North Carolina’s Republican-led legislature sent the bill to the governor last week.
The measure calls for voters to show one of eight forms of photo identification, including a state driver’s license, U.S. passport or military ID card.
Those without proper identification could cast a provisional ballot, but would have to present a valid photo ID before the general vote is deemed official.
Republican House Speaker Thom Tillis said Thursday that the governor’s veto ignores popular demand for tighter controls on voting to prevent fraud.
“An overwhelming majority of our citizens have continued to support this bill, knowing that it would provide confidence in voting and protect against potential voter fraud,” Tillis said in a statement.
“It would have done nothing to discourage or prevent voting by those who have a right to do so.”
Republican-controlled legislatures around the county have cited fraud as they push for voter ID bills. Fourteen states now ask voters to show photo identification at the polls or have passed laws to do so, according to the National Conference of State Legislatures.

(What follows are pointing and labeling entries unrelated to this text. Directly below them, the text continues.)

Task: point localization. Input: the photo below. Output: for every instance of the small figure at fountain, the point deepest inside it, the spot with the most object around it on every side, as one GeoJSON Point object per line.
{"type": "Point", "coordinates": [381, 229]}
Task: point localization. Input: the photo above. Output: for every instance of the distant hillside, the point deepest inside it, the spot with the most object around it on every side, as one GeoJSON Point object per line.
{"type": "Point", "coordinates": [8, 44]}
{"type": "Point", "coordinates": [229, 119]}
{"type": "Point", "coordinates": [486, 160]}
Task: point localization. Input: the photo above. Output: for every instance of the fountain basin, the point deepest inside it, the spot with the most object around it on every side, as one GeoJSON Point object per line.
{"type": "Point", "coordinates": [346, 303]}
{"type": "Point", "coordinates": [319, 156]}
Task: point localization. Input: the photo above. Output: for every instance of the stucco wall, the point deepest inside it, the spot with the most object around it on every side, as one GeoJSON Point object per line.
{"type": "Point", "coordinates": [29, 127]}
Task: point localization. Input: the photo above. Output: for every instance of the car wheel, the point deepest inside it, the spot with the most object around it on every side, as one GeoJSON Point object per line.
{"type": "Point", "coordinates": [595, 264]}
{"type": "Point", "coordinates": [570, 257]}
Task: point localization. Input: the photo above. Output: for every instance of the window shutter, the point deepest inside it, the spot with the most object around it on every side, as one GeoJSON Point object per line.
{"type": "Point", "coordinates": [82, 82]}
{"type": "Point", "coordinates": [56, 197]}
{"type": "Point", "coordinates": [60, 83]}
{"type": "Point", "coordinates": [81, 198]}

North Carolina is the fourth state where a Democratic governor vetoed a voter photo ID bill this year, said Keesha Gaskins, senior counsel for the Democracy Program at the Brennan Center for Justice in New York. Vetoes were upheld in Minnesota and Montana, and a veto is pending in Missouri.
Republicans in North Carolina enjoy a veto-proof majority in the state Senate, but will need the help of several Democrats in the House to reach the three-fifths super majority required to override a veto.
Bob Hall, director of the election watchdog group Democracy North Carolina, congratulated Perdue, saying the bill would have reversed an improving trend in voter turnout.
“North Carolina has historically had very low voter turnout, and we’ve been doing better,” Hall said. “The photo ID would have been a tool of voter suppression.”